I get it now, thanks for pointing this out.

single array or object can be any size (before causing oom error) and still have fast elements

Again just quoting from this info, so I'm pretty sure this was correct at least at the time when the talk was given.

I can imagine however that things changed and from the source you linked it looks like it has. Actually from the diff it looks like it changed from 5,000 elements to 100,000 - so no 64k anywhere.

So I don't agree with any size, since a limit is clearly defined in the code you linked, but agree that the 64k may be incorrect.
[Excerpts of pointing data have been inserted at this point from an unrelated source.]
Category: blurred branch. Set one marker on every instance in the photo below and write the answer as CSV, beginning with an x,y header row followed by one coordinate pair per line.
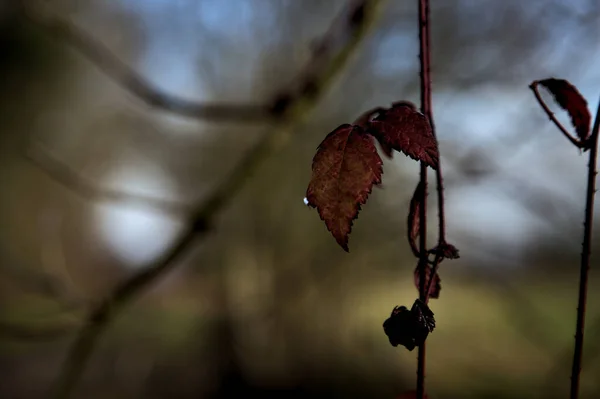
x,y
70,179
129,79
33,333
359,18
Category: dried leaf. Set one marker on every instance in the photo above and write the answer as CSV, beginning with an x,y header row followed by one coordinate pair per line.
x,y
436,287
344,171
386,149
414,218
446,251
405,129
567,96
409,328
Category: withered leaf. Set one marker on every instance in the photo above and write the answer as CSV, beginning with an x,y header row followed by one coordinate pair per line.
x,y
436,287
409,328
405,129
414,218
344,170
569,98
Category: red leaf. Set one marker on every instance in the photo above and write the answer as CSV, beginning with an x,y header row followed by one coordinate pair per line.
x,y
405,129
343,173
414,218
567,96
386,149
436,287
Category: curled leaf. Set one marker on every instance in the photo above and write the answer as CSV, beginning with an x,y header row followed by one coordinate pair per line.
x,y
414,218
409,328
436,286
344,171
569,98
405,129
445,251
364,120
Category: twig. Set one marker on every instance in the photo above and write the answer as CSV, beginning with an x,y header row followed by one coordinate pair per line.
x,y
101,316
585,258
426,110
534,87
70,179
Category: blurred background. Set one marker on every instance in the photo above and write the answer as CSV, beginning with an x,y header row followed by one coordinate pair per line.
x,y
267,303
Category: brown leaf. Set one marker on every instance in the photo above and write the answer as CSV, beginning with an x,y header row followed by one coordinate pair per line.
x,y
405,129
344,171
414,218
436,287
567,96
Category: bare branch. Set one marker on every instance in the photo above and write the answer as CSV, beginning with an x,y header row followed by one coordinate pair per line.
x,y
361,15
534,87
70,179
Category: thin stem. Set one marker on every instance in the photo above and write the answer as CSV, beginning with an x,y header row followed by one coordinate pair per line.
x,y
534,87
426,110
585,259
106,311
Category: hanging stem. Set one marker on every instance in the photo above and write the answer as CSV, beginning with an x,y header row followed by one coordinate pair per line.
x,y
585,258
426,110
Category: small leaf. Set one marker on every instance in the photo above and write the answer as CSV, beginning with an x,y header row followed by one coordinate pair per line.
x,y
436,287
414,218
344,171
405,129
409,328
567,96
446,251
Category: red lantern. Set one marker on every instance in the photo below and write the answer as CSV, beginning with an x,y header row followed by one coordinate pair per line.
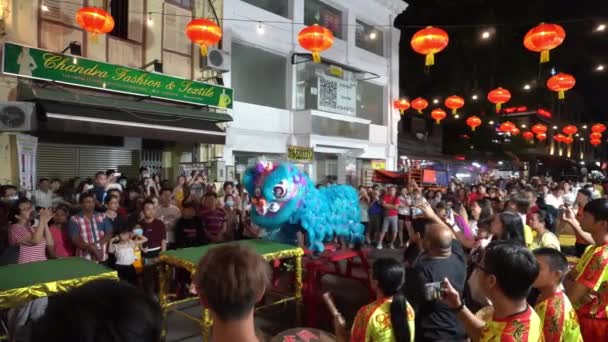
x,y
438,114
454,103
316,39
595,135
420,104
570,130
560,83
428,42
499,96
204,33
543,38
473,122
95,21
402,105
528,135
539,128
599,128
507,126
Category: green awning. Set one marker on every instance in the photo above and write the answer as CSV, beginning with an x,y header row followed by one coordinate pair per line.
x,y
59,94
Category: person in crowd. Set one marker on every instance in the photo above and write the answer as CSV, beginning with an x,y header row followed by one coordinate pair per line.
x,y
508,271
213,218
44,196
230,280
390,317
375,214
90,231
123,247
364,209
188,229
168,213
390,203
587,284
544,237
100,188
405,216
434,319
34,243
560,322
100,311
64,247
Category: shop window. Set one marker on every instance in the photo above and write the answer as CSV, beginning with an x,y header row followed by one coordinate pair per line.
x,y
119,9
317,12
280,7
251,79
369,38
370,102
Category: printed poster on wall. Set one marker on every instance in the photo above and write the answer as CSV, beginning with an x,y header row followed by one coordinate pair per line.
x,y
336,95
26,152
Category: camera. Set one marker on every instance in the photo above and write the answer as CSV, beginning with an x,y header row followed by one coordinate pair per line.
x,y
433,291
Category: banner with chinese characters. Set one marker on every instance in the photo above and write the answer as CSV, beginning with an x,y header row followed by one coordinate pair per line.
x,y
40,64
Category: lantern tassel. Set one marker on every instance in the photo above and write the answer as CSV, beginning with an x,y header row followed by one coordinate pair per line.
x,y
544,56
430,59
316,57
204,51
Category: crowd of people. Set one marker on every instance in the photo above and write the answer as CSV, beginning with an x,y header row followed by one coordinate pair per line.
x,y
481,262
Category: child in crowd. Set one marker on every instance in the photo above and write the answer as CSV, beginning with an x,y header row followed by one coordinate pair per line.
x,y
123,247
560,322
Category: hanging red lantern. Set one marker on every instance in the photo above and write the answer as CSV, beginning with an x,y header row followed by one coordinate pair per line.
x,y
499,96
204,33
420,104
560,83
454,103
402,105
95,20
569,130
595,142
438,114
527,135
428,42
595,135
506,126
473,122
599,128
316,39
543,38
539,128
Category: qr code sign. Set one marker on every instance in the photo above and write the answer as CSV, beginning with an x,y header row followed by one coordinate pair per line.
x,y
328,91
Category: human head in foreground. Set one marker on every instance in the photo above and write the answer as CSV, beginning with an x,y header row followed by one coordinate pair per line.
x,y
230,279
100,311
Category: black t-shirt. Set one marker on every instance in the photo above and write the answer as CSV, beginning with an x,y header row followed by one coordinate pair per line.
x,y
188,232
434,320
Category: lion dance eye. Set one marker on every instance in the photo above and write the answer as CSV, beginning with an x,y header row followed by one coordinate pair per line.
x,y
279,190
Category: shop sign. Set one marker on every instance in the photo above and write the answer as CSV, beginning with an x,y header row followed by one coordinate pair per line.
x,y
40,64
336,95
299,154
378,164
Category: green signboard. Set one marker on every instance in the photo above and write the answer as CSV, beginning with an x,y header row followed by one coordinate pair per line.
x,y
45,65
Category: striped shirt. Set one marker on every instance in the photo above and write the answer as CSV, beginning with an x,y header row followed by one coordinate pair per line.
x,y
522,327
27,253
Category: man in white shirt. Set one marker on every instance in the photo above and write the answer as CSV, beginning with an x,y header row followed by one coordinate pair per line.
x,y
44,197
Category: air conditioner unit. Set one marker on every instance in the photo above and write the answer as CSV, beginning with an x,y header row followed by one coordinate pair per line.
x,y
17,116
217,60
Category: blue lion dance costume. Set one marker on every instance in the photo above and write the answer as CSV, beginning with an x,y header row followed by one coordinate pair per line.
x,y
284,200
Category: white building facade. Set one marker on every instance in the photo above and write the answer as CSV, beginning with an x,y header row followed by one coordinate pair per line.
x,y
340,110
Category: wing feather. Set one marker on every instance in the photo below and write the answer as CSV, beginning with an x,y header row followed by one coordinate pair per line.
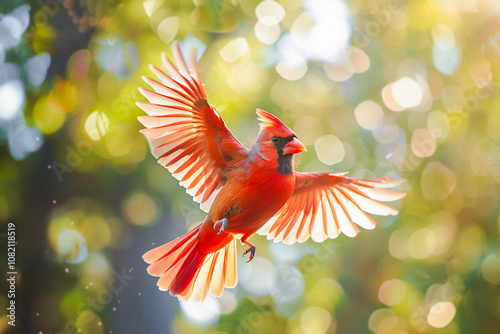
x,y
186,134
325,204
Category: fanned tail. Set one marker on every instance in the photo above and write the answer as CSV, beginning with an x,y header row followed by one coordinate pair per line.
x,y
187,272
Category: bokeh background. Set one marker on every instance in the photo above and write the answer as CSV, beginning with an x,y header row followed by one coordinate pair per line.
x,y
408,89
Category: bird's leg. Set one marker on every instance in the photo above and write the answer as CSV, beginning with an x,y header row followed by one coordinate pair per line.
x,y
251,250
223,222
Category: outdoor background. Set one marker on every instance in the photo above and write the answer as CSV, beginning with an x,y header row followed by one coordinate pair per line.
x,y
406,89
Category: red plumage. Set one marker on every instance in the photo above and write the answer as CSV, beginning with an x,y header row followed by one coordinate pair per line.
x,y
244,191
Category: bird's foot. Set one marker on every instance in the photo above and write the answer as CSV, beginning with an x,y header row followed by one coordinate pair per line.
x,y
223,224
252,251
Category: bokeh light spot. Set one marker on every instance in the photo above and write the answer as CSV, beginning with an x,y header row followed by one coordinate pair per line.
x,y
437,181
491,269
441,314
369,115
392,292
270,12
329,149
407,92
96,125
315,320
234,49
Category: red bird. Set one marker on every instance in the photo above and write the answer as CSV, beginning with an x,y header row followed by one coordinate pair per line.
x,y
244,191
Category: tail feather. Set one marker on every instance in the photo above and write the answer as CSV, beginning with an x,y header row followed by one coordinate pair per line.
x,y
187,272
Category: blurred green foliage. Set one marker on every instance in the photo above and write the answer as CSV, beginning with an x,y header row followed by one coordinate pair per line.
x,y
402,88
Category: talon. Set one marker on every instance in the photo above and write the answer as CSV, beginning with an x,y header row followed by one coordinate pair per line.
x,y
223,222
252,251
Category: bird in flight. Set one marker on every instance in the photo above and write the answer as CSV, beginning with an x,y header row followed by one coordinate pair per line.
x,y
243,191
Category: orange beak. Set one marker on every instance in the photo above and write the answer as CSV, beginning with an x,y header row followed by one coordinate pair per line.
x,y
294,147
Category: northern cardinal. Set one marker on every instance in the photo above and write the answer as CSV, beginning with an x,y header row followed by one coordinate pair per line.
x,y
244,191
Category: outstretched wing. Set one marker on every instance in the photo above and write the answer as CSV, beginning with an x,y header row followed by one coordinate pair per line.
x,y
325,204
186,134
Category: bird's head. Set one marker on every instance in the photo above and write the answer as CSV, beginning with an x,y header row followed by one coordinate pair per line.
x,y
276,144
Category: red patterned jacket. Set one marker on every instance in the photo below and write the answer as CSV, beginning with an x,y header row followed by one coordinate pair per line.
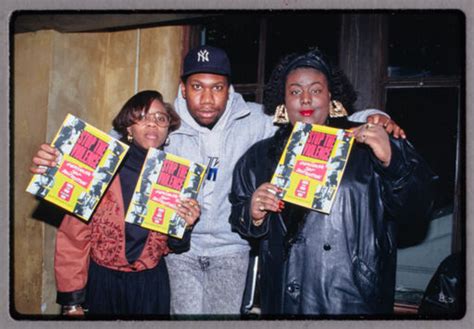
x,y
103,240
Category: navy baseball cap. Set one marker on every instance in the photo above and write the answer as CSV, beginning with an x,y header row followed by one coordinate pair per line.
x,y
206,59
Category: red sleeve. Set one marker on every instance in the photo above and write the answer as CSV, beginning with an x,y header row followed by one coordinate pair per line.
x,y
71,259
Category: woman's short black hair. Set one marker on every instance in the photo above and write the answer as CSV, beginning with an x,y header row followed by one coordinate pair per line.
x,y
339,85
139,103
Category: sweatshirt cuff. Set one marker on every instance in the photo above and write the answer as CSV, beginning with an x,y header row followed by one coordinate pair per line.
x,y
397,166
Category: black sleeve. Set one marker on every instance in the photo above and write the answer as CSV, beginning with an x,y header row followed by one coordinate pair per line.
x,y
244,184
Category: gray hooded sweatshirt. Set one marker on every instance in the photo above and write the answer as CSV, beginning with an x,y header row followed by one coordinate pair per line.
x,y
241,125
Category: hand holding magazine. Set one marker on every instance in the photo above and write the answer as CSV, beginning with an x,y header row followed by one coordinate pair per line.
x,y
312,165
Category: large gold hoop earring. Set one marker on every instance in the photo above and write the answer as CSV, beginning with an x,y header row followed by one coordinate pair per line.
x,y
281,115
336,109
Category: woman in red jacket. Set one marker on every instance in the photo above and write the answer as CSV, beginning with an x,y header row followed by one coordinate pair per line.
x,y
108,266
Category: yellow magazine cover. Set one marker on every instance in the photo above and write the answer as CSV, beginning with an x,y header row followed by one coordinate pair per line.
x,y
164,179
88,160
312,164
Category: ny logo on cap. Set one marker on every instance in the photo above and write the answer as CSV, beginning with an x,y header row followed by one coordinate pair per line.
x,y
203,56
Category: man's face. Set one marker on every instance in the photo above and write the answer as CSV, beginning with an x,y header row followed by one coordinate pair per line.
x,y
206,97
However also keep in mind that this change landed in 3.26.30 which not many are using - specifically nodejs still uses an older v8 version (even node v0.11).

Gonna try to get some chrome devs to give the final verdict here via the twitters and will update content accordingly.

thlorenz commented 10 years ago

I actually seem to be wrong about

this change landed in 3.26.30 which not many are using

since your test passes with node v0.10.26 which uses v8 v3.14.5.9. I'm gonna add your test to this repo and will make it easy to run against different node versions.

thlorenz commented 10 years ago

@petkaantonov added your test here so we can run those simply via npm test against different node and thus v8 versions.

Needless to say that I'm very convinced now that you are correct :) and if I don't hear from anyone else over the course of this weekend I'll go with that and update the notes.

Please feel free to add more corrections/tests. Thanks.

petkaantonov commented 10 years ago

Awesome idea to have "unit tests" for this

thlorenz commented 10 years ago

Yeah, that way we'll catch if things change with future v8 versions :)

I updated the document to correct it with your info. Again thanks for helping out in getting this right.